For a further, detailed and well-written exposition on the events surrounding Ruth’s sale to the Yankees, Read this excerpt of Babe Ruth : Launching the Legend
by Jim Reisler, provided by WNYC.org. I promise, if you are at all interested in this, you will not be sorry.
Very good article, except, it continues the myth that Frazee needed the money. He didn’t. The Red Sox were very profitable in 1919, and Frazee’s new production of “My Lady Friends” was earning him $3,000 a week and had a run of a little over a year.
The usual idea is that the Baseball Gods are angry because the Red Sox had been gifted with the best player ever to play the game, and they let him get away. What’s worse, they didn’t trade him for other players, but sold him for filthy lucre.
What has contributed to the legend is the excruciating way in which the Red Sox have repeatedly come close to winning a Series or a Pennant and then had it snatched away at what seems the last possible instant.
1947: The Red Sox lose the seventh game of the World Series to the Cardinals when shortstop Johnny Pesky holds the ball a split second too long and Enos Slaughter scores from first base.
1948: The Red Sox tie Cleveland on the last day of the season by beating the Yankees, then lose a one-game playoff
1949: Needing only one win to clinch, the Red Sox lose the last two games of the season, and the pennant, to the Yankees, who go on to win the Series
1967: The Red Sox lose the World Series to the Cardinals in the seventh game.

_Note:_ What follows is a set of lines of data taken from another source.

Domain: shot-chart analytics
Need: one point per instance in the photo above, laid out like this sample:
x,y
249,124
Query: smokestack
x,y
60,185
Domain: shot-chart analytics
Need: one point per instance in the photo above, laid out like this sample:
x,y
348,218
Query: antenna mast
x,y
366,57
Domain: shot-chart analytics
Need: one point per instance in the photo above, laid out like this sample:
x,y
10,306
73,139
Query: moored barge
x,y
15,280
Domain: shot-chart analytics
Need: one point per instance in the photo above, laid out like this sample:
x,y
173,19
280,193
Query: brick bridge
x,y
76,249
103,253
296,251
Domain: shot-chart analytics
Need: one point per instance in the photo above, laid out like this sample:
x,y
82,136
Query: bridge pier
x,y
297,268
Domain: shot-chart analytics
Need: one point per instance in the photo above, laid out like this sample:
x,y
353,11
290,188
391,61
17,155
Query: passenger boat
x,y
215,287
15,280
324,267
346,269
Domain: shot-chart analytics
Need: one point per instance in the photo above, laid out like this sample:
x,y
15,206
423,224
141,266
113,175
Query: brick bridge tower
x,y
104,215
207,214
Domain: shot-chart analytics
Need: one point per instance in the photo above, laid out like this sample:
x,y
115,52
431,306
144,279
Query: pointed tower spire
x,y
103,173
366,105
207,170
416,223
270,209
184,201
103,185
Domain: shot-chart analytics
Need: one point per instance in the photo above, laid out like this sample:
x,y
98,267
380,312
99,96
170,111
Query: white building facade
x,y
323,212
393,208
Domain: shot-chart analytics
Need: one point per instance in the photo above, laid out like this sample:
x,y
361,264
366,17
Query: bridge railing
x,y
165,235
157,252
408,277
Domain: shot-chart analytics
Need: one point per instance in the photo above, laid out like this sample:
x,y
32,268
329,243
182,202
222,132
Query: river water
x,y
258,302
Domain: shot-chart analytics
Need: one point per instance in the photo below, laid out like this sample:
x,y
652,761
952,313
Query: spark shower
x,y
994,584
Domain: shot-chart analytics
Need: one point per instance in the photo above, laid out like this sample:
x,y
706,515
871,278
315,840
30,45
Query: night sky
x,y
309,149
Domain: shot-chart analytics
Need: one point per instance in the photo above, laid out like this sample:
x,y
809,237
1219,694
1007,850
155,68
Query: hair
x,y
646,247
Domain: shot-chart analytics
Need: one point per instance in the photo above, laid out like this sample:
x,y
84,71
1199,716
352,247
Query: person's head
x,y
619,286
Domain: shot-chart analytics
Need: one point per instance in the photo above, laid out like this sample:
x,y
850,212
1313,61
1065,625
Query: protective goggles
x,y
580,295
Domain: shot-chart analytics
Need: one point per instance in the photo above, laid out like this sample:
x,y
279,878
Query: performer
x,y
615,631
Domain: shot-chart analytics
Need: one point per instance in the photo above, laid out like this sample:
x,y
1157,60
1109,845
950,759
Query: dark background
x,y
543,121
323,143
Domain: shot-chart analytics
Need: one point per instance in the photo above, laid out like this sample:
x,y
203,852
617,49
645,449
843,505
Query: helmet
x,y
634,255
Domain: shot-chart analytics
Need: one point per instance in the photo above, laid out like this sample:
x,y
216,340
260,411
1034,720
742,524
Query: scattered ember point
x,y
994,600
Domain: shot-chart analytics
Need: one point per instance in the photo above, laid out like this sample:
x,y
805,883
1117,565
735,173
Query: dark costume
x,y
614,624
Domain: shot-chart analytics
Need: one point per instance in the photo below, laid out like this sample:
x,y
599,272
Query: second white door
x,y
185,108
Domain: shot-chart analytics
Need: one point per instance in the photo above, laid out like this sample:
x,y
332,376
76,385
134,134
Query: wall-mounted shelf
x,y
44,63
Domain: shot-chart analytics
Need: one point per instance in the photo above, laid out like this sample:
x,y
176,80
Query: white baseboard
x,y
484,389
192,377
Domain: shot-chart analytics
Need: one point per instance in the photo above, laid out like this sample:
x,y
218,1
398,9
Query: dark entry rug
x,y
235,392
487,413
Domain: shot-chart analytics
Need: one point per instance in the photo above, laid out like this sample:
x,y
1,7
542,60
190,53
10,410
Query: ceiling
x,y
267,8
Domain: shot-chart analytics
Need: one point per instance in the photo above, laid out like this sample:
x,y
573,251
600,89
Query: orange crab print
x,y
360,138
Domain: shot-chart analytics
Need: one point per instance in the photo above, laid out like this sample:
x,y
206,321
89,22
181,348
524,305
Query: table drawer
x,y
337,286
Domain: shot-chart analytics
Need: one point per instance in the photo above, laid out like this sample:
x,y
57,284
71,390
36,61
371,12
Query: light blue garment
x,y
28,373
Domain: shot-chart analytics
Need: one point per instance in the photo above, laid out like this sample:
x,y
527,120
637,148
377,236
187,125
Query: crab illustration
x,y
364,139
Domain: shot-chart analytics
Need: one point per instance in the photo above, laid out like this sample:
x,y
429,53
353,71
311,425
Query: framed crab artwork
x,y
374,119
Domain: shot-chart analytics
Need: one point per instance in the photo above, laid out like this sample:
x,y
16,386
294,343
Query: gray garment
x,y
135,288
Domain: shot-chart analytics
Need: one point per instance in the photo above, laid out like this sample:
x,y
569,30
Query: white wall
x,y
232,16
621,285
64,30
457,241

1975: The Red Sox play the Reds in the World Series. They win game six on Carleton Fisk’s home run in one of the most dramatic World Series games ever played, then lose the seventh game
1978: The Red Sox lead the Yankees by 14 games on July 20, but the Yanks catch them and force a one game playoff. The Yankees win on Bucky Dent’s home run and go on to win the Series
The Red Sox win the ALCS against the Angels after having been one strike from elimination in game 5. One win from clinching the Series, they lose game 6 to the NY Mets after being up 2 runs in the 10th inning and having the Mets down to their final strike twice. They lose the seventh game.
The Red Sox win the AL East (Yankees being second) but lose the division series to Cleveland in 3 games
The wild card Red Sox (second to the Yankees) lose the division series to Cleveland 3-1
The wild card Red Sox (second to the Yankees) beat Cleveland in the division series, but lose the ALCS to the Yankees 4-1
The wild card Red Sox (second the Yankees) win the division series but lose the seventh game of the ALCS to the Yankees in extra innings on Aaron Boone’s home run
There’s also the fact that the aspect of their loserdom being losing directly to the Yankees is a relatively recent aspect of The Curse. They went from 1919 to 1999 never having once faced New York in a postseason game, and only twice fighting them directly for the pennant at the end of the regular season, in 1949 and 1978. Until the awe-inspiring 1986 choke, their most heartbreaking close call was against the Indians, not the Yankees, in 1948.
The Curse was always just the fact that the Yankees won all the World Series, and Boston couldn’t even win one; the direct competition angle was magnified by the 1978 playoff game and has been dramatically magnified in the last few years when they started playing against each other in the postseason.
Here’s an article from the Sunday paper about a bat used by Babe Ruth which was won by a California youngster in 1923. The bat has resurfaced and is due to be auctioned in December. Some fear that it might be destroyed to ‘lift the curse’.